We already saw a left-wing mayor; de Blasio run and fail at this running president thing. Bloomberg will be no different. The man has nothing behind him. And at the end of the day, one of the main deciding factors for Democratic primary voters is whether ‘candidate x’ can beat Trump. It’s actually a sad point because, in reality, there isn’t a single person running who can beat Trump, but Mike Bloomberg is someone who most certainly cannot beat Trump. Some think another New Yorker is what’s needed to beat Trump due to toughness. Bloomberg, I guess showed toughness taking all those blows, but at this rate, the man is going to have the political equivalent of CTE. 

He’s now a walking stereotype of what’s worst about America’s urban professional elite. He’s condescending. He’s a snob. And he’s someone who thinks the rules don’t apply to him, hence why he was squeezed onto the debate stage and Tom Steyer, another billionaire, failed to qualify. Left-wing Democrats see the ghosts of the 2016 DNC in these moves—and they’re not happy. So, let’s say Bloomberg does win the nomination, these folks aren’t voting for him. I think if Bernie fails to clinch this contest again, Democratic turnout might take a hit again, with some of these folks, like in 2016, voting for Trump out of spite. 

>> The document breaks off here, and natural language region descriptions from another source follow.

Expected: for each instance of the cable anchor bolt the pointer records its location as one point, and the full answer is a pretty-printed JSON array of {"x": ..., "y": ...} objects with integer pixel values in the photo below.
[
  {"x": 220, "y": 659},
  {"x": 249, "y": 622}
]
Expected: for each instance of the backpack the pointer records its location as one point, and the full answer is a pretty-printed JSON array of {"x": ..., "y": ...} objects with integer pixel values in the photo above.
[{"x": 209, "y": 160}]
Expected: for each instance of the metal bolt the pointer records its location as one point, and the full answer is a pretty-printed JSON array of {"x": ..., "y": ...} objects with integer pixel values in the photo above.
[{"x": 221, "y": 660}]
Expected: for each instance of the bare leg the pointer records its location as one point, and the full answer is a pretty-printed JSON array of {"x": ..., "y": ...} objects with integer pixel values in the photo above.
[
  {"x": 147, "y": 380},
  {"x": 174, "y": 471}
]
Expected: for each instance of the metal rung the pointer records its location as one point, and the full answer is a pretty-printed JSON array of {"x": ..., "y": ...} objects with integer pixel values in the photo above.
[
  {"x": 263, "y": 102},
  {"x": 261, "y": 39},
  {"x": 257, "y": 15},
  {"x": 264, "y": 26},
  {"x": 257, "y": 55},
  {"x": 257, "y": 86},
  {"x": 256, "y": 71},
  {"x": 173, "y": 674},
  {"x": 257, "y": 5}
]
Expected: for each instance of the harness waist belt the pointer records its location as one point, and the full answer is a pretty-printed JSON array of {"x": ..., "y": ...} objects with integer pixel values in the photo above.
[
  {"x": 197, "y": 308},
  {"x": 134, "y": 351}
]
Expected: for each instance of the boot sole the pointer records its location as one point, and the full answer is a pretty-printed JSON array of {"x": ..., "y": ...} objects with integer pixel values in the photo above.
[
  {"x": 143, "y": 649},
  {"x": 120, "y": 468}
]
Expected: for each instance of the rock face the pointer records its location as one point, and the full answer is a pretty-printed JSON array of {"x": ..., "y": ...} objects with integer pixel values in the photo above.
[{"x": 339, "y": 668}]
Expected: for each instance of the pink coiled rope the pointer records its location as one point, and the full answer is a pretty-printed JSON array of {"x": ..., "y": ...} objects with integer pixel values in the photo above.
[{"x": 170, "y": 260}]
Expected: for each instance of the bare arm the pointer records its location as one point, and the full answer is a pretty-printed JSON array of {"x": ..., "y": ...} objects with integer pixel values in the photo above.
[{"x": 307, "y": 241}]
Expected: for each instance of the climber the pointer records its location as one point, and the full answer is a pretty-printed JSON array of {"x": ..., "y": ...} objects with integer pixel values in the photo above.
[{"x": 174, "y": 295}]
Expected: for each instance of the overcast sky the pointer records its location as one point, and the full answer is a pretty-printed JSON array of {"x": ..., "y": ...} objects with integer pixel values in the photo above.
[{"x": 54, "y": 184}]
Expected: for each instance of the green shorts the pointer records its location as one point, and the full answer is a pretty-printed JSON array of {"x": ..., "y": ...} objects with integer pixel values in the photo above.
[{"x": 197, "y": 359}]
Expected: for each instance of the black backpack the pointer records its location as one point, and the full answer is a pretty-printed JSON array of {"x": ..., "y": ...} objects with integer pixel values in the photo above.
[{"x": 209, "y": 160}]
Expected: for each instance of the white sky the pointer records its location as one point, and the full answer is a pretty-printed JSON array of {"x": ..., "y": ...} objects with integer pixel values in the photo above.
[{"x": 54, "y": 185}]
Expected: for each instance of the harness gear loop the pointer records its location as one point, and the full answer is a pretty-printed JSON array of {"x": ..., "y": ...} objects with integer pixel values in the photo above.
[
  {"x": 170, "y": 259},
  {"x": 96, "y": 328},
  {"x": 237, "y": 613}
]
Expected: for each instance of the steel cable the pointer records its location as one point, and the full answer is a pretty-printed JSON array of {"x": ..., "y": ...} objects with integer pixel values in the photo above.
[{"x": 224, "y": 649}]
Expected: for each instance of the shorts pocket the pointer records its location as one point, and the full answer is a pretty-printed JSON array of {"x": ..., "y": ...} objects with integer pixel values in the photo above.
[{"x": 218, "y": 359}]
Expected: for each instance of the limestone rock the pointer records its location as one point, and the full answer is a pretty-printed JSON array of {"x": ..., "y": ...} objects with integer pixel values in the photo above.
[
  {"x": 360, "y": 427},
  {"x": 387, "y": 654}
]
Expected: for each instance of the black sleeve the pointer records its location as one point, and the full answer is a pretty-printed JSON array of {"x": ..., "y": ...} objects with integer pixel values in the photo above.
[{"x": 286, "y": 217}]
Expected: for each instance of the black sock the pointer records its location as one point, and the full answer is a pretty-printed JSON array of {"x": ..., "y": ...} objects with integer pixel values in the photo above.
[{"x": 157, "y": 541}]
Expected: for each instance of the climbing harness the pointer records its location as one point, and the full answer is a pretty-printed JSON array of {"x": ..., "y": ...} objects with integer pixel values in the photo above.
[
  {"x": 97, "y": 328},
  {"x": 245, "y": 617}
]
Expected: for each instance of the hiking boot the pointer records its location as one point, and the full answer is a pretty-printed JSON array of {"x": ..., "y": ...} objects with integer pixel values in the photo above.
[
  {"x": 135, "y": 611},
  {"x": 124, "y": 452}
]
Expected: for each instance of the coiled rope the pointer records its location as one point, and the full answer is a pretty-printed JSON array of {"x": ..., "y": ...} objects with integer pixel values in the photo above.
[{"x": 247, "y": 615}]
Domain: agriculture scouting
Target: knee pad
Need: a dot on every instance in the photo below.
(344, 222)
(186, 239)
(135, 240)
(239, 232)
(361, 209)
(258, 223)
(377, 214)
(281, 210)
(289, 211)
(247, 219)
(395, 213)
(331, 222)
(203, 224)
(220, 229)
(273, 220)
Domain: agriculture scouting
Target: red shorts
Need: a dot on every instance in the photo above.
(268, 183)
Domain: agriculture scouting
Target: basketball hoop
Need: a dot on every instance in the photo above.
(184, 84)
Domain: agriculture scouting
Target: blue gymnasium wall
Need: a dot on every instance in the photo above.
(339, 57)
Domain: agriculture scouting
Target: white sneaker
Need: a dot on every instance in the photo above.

Yet, for the Bloomberg folk out there, there is a silver lining. When given time, Bloomberg can deliver a nasty counterpunch. He did so against Bernie Sanders after he went on a long stump speech about why democratic socialism is awesome. Bloomberg hit Sanders for being a millionaire who owns three homes, despite his railing against income inequality and the billionaire class. The problem is it took Mikey virtually the entire debate to land one good punch. Sanders is running the table and after Super Tuesday, he’s really going to be in command of this thing.